Studio album by Wet Wet Wet
- Released: 21 September 1987
- Recorded: January 1986 – 1987
- Genre: Soft rock; sophisti-pop; blue-eyed soul;
- Label: Mercury Records
- Producer: Wet Wet Wet; Axel Kröll; JWWWL; Michael Baker; Wilf Smarties;

Wet Wet Wet chronology
|  | Popped in Souled Out (1987) | The Memphis Sessions (1988) |

Singles from Popped in Souled Out
- "Wishing I Was Lucky" Released: 16 March 1987; "Sweet Little Mystery" Released: 13 July 1987; "Angel Eyes" Released: 23 November 1987; "Temptation" Released: 7 March 1988;

= Popped In Souled Out =

Popped in Souled Out is the debut studio album by the Scottish band Wet Wet Wet. It was released on 21 September 1987. Its offspring singles were "Wishing I Was Lucky", "Sweet Little Mystery", "Angel Eyes (Home and Away)" and "Temptation". Upon release, it reached number two on the UK Albums Chart, held off top spot by Michael Jackson's Bad. It reached number one on 16 January 1988. A 5-CD 30th Anniversary Edition was released on 22 September 2017.

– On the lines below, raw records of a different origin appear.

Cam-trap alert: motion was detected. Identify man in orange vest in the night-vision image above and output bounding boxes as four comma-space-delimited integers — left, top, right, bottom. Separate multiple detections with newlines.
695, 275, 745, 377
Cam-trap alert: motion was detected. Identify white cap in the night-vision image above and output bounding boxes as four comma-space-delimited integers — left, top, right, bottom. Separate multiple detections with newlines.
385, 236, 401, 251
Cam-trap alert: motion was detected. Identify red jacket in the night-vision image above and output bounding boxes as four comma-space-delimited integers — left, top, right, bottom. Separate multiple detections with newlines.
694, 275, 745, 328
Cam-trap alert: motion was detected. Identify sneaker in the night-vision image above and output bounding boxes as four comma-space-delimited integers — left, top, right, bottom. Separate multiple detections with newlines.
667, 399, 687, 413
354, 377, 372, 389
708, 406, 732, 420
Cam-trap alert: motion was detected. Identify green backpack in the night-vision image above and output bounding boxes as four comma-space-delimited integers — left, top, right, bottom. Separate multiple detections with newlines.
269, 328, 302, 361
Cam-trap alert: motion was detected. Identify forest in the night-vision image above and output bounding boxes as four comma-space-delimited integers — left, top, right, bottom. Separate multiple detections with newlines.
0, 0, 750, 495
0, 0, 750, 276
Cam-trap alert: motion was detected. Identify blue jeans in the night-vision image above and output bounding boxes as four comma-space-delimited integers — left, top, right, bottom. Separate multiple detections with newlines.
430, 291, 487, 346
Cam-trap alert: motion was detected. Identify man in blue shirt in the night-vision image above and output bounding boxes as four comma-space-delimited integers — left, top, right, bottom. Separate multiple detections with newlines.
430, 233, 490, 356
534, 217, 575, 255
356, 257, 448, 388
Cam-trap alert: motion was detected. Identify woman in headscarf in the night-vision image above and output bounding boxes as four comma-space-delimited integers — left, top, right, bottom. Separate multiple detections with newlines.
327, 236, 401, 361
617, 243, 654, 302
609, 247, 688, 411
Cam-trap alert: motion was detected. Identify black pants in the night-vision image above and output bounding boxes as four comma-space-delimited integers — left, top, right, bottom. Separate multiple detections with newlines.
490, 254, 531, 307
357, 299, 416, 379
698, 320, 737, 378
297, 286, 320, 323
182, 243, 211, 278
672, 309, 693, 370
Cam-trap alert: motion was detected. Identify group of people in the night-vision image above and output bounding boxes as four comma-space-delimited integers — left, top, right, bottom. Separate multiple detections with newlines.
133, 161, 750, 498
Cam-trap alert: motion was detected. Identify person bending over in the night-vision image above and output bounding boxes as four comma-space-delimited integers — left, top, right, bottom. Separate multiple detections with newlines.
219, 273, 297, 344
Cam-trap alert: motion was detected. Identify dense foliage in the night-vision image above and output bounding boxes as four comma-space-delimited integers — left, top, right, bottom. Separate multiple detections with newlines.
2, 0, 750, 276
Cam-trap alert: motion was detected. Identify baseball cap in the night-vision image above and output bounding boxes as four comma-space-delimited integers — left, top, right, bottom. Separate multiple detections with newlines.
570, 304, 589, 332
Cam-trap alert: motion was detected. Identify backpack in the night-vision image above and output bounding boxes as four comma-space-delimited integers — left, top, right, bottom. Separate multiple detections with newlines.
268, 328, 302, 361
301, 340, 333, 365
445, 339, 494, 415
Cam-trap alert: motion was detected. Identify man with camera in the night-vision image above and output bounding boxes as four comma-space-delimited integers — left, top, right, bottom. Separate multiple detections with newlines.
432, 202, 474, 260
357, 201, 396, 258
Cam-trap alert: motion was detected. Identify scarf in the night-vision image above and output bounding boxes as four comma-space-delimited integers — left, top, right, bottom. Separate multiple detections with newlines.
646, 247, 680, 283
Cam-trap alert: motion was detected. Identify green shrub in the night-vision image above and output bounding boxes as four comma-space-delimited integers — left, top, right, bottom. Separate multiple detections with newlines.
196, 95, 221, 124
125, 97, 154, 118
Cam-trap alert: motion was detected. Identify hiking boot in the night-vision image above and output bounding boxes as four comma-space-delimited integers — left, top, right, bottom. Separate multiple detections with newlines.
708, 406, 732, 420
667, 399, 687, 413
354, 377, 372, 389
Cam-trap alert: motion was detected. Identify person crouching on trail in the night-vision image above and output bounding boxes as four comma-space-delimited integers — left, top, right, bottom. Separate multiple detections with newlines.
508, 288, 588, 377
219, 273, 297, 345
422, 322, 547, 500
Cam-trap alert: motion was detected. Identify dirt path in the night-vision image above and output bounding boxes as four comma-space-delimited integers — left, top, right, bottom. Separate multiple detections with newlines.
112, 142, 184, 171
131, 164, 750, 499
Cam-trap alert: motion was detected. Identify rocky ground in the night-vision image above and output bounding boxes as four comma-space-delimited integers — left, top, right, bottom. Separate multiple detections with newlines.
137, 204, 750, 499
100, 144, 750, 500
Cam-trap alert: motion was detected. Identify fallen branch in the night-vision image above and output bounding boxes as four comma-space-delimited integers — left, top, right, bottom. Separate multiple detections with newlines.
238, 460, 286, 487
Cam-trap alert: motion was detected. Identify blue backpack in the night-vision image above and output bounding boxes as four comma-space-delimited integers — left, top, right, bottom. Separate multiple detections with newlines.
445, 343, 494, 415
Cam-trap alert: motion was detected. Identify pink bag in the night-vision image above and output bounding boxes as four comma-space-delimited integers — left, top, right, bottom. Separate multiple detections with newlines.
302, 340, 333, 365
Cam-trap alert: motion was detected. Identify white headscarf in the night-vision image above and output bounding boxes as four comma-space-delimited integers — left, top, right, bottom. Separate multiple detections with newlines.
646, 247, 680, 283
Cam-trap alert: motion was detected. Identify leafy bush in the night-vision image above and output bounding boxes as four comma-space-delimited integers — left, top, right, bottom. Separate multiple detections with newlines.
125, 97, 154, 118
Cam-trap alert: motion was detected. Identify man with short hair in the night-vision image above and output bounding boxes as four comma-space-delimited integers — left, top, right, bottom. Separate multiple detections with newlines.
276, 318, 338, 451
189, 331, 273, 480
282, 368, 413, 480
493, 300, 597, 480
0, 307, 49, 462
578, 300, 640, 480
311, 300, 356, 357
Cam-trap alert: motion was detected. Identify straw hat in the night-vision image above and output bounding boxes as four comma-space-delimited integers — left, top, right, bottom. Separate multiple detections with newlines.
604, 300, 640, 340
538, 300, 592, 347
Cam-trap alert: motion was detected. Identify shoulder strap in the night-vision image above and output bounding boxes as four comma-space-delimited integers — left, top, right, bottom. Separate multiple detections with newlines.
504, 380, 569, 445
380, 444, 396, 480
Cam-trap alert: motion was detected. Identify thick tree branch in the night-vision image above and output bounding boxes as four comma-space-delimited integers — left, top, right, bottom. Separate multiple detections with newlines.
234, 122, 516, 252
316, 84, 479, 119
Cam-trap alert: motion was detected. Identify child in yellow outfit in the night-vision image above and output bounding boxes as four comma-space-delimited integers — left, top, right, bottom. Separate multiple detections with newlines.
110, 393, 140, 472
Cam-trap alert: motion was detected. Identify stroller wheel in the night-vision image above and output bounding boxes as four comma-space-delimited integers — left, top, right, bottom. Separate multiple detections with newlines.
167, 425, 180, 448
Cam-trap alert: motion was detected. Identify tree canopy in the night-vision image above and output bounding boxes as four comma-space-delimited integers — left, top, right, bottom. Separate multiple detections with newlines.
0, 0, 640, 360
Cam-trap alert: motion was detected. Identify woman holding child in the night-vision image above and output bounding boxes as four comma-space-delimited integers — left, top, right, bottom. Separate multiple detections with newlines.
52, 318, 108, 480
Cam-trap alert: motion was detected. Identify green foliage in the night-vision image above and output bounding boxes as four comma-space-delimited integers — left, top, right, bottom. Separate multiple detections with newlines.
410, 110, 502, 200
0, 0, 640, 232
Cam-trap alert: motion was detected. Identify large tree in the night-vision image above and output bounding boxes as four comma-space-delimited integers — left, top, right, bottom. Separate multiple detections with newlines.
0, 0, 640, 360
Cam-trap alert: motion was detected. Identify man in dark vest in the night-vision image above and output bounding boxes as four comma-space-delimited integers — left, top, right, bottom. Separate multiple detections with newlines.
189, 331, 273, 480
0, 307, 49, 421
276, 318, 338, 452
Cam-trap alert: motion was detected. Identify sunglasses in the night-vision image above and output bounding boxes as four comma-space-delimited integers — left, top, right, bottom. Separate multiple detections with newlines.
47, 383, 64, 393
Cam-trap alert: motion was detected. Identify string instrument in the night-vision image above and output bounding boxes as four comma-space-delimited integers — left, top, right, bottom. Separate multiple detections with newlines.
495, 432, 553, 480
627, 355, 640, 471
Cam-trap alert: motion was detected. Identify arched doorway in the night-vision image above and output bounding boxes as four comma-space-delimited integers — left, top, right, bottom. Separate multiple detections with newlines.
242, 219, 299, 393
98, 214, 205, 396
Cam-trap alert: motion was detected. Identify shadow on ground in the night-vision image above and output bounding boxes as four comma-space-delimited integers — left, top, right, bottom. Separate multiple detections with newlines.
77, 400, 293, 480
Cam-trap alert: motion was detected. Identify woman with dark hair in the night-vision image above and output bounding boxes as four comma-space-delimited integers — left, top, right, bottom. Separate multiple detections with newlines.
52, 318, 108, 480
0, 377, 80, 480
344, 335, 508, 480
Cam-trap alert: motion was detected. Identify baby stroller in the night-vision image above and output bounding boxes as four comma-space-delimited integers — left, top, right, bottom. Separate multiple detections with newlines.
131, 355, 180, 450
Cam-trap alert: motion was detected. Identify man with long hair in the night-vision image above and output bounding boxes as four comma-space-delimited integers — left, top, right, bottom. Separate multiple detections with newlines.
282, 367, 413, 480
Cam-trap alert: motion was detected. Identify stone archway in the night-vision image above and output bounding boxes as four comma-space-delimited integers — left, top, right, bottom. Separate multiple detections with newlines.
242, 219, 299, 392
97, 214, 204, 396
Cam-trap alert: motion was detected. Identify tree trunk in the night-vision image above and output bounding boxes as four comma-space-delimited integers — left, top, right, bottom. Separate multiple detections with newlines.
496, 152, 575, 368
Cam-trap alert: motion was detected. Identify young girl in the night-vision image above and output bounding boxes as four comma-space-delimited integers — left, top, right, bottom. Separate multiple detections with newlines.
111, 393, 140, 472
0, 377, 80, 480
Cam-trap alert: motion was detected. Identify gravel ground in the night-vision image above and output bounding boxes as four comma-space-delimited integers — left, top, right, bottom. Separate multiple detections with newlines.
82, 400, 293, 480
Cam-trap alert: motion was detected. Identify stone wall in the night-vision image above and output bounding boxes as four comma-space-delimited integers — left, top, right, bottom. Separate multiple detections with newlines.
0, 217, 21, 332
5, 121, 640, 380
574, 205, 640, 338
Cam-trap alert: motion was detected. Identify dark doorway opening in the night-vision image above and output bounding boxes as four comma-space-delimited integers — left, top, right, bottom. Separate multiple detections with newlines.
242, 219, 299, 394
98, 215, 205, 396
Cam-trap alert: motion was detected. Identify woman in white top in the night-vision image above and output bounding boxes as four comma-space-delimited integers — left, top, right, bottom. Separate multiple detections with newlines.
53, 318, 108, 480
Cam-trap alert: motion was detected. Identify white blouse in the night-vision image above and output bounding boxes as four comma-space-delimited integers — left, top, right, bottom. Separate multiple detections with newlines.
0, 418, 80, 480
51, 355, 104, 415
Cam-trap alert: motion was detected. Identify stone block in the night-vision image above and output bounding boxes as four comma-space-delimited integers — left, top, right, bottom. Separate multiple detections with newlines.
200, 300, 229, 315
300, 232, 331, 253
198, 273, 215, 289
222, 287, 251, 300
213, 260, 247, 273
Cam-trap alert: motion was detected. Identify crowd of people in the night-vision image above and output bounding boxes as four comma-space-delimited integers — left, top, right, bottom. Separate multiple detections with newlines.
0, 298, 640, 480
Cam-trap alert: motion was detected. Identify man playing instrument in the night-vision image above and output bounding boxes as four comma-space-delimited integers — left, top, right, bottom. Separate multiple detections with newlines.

The vinyl issue of the album only contained the first 9 tracks.

Professional ratings
Review scores
| Source | Rating |
| AllMusic | Star Half star |
| Number One | Star |
| Record Mirror | Star |

==Track listing==

| No. | Title | Length |
|---|---|---|
| 1. | "Wishing I Was Lucky" | 3:52 |
| 2. | "East of the River" | 3:24 |
| 3. | "I Remember" | 4:44 |
| 4. | "Angel Eyes (Home and Away)" | 5:13 |
| 5. | "Sweet Little Mystery" | 3:43 |
| 6. | "I Don't Believe (Sonny's Letter)" | 4:39 |
| 7. | "Temptation" | 4:59 |
| 8. | "I Can Give You Everything" | 4:05 |
| 9. | "The Moment You Left Me" | 5:02 |
| 10. | "Words of Wisdom" | 3:50 |
| 11. | "Don't Let Me Be Lonely Tonight" | 3:43 |
| 12. | "World in Another" | 3:05 |
| 13. | "Wishing I Was Lucky" (Recorded live on The Wendy May Show – Capital Radio) | 3:49 |

Popped In Souled Out — Japanese edition
| No. | Title | Length |
|---|---|---|
| 14. | "I Remember" (Long version) | 7:20 |
| 15. | "Home and Away" (Original version) | 4:20 |

Popped In Souled Out — 30th Anniversary edition
| No. | Title | Length |
|---|---|---|
| 14. | "Sweet Little Mystery" (Recorded live on The Wendy May Show – Capital Radio) | 3:52 |
| 15. | "HTHDTGT" (Recorded live on The Wendy May Show – Capital Radio) | 3:13 |
| 16. | "Angel Eyes (Home and Away)" (single version) | 4:30 |
| 17. | "Temptation" (single version) | 3:59 |
| 18. | "Sweet Little Mystery" (single version) | 3:45 |

==Credits and personnel==
Vocals by Wet Wet Wet and Graeme Duffin.
- Marti Pellow – Vocals
- Graeme Clark – Bass
- Neil Mitchell – Synthesizers
- Tommy Cunningham – Drums
- Graeme Duffin – Guitar

==Charts==

===Weekly charts===

Chart performance for Popped In Souled Out
| Chart (1987–1988) | Peak position |
|---|---|
| Australian Albums (ARIA) | 60 |
| Dutch Albums (Album Top 100) | 12 |
| European Albums (Eurotipsheet) | 11 |
| German Albums (Offizielle Top 100) | 44 |
| New Zealand Albums (RMNZ) | 6 |
| Swedish Albums (Sverigetopplistan) | 13 |
| UK Albums (OCC) | 1 |
| US Billboard 200 | 123 |

===Year-end charts===

| Chart (1987) | Position |
|---|---|
| UK Albums (OCC) | 37 |

==Certifications==

Certifications for Popped In Souled Out
| Region | Certification | Certified units/sales |
| Netherlands (NVPI) | Gold | 50,000^{^} |
| New Zealand (RMNZ) | Gold | 7,500^{^} |
| United Kingdom (BPI) | 5× Platinum | 1,500,000^{^} |
^{^} Shipments figures based on certification alone.